Runtime: Node.js 18+ with Express
Message Broker: Apache Kafka 3.x with KafkaJS client
Database: PostgreSQL 15 with connection pooling
Load Testing: k6 with custom JavaScript scenarios
Monitoring: Prometheus 2.x + Grafana 9.x
Orchestration: Docker Compose for reproducible environments
Chaos Engineering: Automated failure injection scripts

Observability Metrics

Prometheus Instrumentation

// REST API Metrics
rest_http_requests_total{status="200|500"}
rest_request_duration_seconds{quantile="0.5|0.95|0.99"}

// Kafka Producer Metrics
kafka_produce_total
kafka_produce_latency_milliseconds
kafka_produce_errors_total

// Consumer Metrics with Circuit Breaker
circuit_breaker_state{state="CLOSED|HALF_OPEN|OPEN"}
kafka_consumer_lag_seconds
db_write_failures_total
db_connection_pool_size

These metrics enabled real-time failure detection and post-mortem analysis of system behavior during the outage window.

Reproduction Guide

Prerequisites

# Install k6 load testing tool
brew install k6  # macOS
sudo apt-get install k6  # Linux

# Clone repository
git clone https://github.com/builtbychikara/WhatIfSeries
cd WhatIfSeries/what-if/kafka-vs-rest-polling

Infrastructure Startup

# Start Kafka, PostgreSQL, Prometheus, and Grafana
docker-compose up -d

# Verify all services are healthy
docker-compose ps

Service Deployment

Open three terminal windows:

# Terminal 1: REST API (Port 3001)
npm run start:rest

# Terminal 2: Kafka Producer API (Port 3002)
npm run start:kafka

# Terminal 3: Kafka Consumer with Circuit Breaker (Port 3003)
npm run start:consumer

Execute Experiment

# Run automated chaos engineering experiment
npm run experiment

Experiment Timeline

Phase         Time        Load        Database State
Warmup        0-30s       25 req/s    Healthy
Normal        30-90s      50 req/s    Healthy
Crash         90-210s     50 req/s    OFFLINE
Recovery      210-300s    50 req/s    Healthy

The experiment script automatically injects the database failure at t=90s and restores it at t=210s, while maintaining constant load throughout.

Key Findings

1. Resilience Through Decoupling

Event-driven architectures achieve resilience not through redundancy, but through temporal decoupling. Kafka's persistent log provides a buffer that absorbs transient failures, converting availability problems into latency problems.

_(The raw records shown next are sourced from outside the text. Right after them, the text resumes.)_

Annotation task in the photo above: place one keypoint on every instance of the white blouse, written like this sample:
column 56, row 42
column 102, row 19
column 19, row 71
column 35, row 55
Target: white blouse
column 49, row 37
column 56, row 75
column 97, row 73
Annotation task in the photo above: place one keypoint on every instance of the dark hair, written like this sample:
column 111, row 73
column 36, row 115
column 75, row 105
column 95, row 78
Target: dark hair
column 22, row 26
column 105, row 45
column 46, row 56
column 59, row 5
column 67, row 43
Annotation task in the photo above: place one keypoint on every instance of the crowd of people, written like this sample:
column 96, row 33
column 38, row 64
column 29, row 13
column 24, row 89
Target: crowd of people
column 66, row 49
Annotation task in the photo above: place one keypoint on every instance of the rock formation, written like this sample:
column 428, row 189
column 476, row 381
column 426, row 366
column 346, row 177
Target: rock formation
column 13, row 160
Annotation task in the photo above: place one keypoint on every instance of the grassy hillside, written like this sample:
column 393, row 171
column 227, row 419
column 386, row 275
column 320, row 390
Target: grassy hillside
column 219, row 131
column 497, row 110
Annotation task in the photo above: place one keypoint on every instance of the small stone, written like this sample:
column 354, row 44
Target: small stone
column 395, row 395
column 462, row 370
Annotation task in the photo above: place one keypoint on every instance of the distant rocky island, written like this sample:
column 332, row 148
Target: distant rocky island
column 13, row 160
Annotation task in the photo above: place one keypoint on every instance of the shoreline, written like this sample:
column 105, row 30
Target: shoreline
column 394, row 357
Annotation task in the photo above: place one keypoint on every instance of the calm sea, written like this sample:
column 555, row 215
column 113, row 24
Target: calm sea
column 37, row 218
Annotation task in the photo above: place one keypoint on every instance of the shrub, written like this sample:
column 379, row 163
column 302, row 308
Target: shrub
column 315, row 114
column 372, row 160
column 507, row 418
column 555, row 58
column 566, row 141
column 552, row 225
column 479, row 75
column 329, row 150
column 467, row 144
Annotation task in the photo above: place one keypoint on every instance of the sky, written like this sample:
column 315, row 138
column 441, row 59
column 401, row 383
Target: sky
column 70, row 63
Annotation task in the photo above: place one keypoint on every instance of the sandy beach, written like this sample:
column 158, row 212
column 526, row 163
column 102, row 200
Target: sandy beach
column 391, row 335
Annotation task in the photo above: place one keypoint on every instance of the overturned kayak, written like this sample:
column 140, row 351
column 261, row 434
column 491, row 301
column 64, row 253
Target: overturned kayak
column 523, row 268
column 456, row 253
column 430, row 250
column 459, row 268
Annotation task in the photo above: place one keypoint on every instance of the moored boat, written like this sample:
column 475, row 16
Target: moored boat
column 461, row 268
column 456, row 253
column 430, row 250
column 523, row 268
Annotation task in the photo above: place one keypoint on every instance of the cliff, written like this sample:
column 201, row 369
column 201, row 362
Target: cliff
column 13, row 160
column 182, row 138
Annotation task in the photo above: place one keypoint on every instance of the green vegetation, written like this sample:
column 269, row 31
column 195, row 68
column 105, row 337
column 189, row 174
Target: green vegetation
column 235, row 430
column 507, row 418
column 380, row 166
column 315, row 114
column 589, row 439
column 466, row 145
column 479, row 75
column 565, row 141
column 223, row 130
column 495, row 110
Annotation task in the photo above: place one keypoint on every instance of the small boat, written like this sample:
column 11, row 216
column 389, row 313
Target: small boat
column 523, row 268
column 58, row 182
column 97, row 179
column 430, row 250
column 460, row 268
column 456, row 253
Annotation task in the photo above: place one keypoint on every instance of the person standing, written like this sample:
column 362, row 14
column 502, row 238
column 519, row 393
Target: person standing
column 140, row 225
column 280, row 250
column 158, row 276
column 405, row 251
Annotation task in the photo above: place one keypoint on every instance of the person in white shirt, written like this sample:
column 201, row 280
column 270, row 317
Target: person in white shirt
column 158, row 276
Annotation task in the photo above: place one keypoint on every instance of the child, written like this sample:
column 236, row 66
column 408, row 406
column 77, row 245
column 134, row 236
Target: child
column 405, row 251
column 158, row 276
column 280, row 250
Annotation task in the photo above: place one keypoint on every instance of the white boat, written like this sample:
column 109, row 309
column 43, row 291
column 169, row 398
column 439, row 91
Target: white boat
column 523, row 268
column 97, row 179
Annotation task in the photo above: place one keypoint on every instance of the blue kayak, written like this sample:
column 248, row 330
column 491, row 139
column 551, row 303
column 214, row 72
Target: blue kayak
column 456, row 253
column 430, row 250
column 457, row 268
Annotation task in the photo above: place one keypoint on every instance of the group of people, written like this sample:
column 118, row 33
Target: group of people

2. Circuit Breaker Necessity

Without the circuit breaker pattern, the Kafka consumer would continuously retry failed database writes, wasting resources and potentially overwhelming the database during recovery. The circuit breaker provides:

Automatic failure detection
Resource conservation during outages
Controlled recovery testing
Metrics for failure state visibility

3. Consistency Trade-offs

REST provides strong consistency - clients know immediately whether their write succeeded. Kafka provides eventual consistency - clients receive acknowledgment that the write is buffered, not that it's persisted. This trade-off must align with business requirements.

4. Operational Complexity

Kafka introduces operational overhead:

Additional infrastructure (brokers, ZooKeeper/KRaft)
Message ordering guarantees to maintain
Consumer lag monitoring requirements
Topic partition management
Schema evolution considerations

This complexity must be justified by resilience requirements.

Decision Framework

Choose REST When:

Traffic Patterns: Request rate under 100 req/s
Consistency Requirements: Strong consistency required
Team Capabilities: Limited operational expertise
System Simplicity: Monolithic architecture preferred
Latency Requirements: Sub-10ms response times required

Choose Kafka When:

Traffic Patterns: Request rate exceeds 1,000 req/s
Resilience Requirements: Infrastructure failures must be transparent
Event Consumers: Multiple downstream systems need the same events
Consistency Trade-offs: Eventual consistency acceptable
Operational Maturity: Team can manage distributed systems

Future Work

This experiment is part of the What If Series, exploring system design decisions through empirical measurement rather than theoretical analysis.

Upcoming Experiments:

High-throughput scaling: Measuring Kafka performance at 1M+ req/s
Cache failure analysis: Redis outage impact on application tier
Real-time processing: Stream processing 1TB of logs with sub-second latency
Network partition testing: Consistency guarantees under split-brain scenarios

Code Repository

Full implementation including:

Complete source code for both architectures
Docker Compose infrastructure definitions
k6 load testing scenarios
Prometheus metric exporters
Automated chaos injection scripts
Grafana dashboard configurations

GitHub: https://github.com/builtbychikara/WhatIfSeries/tree/main/what-if/kafka-vs-rest-polling

Key Files:

kafka-pubsub-service/consumer.js - Circuit breaker implementation
k6/runner.js - Chaos engineering experiment orchestration
docker-compose.yml - Complete infrastructure stack

Conclusion

Event-driven architectures using Kafka demonstrate measurably superior resilience during database failures, with zero client-facing errors compared to 50% error rates in synchronous REST implementations. However, this resilience comes at the cost of operational complexity and consistency guarantees.

The choice between REST and Kafka should be driven by quantified requirements for resilience, throughput, and acceptable consistency models, not by architectural preferences or industry trends.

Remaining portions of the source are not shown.